Si no lo dije, lo digo ahora: hay que abandonar el barrio. Y no porque quieras cambiar y el barrio te quede chico. Más bien es al revés; un día te das cuenta que cambiaste y que el barrio te es ajeno. Ese día las inconsistencias dejan de ser tales.
El barrio, especialmente cuando es un barrio de verdad como Patricios, nunca cambia. El barrio siempre es igual; es como Pochito, que desde hace veinte años está en su silla de rueda en la puerta de la iglesia. Pochito tiene la pierna derecha cortada a la altura de la rodilla, un muñón en la mano izquierda y cuatro dientes en toda la boca. De la silla de rueda está colgada su mochila negra, un papagayo y nada más.
Lo traen a las 9 de la mañana y se lo llevan a las 19, antes de que termine alguna de las misas. A eso de las 11, empieza a buscar una chica o una mujer más o menos linda que esté caminando cerca y la llama con las manos, o emitiendo una especie de rugido, según sea chica o mujer. Les pide un café de la confitería de enfrente.
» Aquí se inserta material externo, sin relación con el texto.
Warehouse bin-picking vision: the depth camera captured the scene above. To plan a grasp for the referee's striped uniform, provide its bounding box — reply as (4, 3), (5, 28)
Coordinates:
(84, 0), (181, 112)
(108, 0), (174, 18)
Algunas no le hacen caso y Pochito tiene que volver a pensar en cómo era eso de comunicarse con la gente. Si tiene suerte y dio justo con la cristiana culposa, Pochito toma su café y a las 12 se lo pasan a buscar de la confitería.
A eso de las 16 llega el Gordo. Se sienta en la otra punta de la escalinata y se miran durante un rato largo. A las 18 llega el que vende estampitas, Marquez, y hablan con el Gordo, básicamente, del clima y de lo que tienen ganas de comer a la noche. A las 18.30 Pochito vuelve a buscar mujeres beatas y les pide un café, esta vez con medialunas.
A Marquez y al Gordo no les cabe nada que a Pochito lo banquen desde la confitería. A ellos nada y a Pochito todo. Pero Pochito no puede caminar, piensan a veces, casi como si les cayera el catecismo desde el cielo. Otras veces, piensan que todo es marketing, que por qué no los pisó a ellos ese patrullero.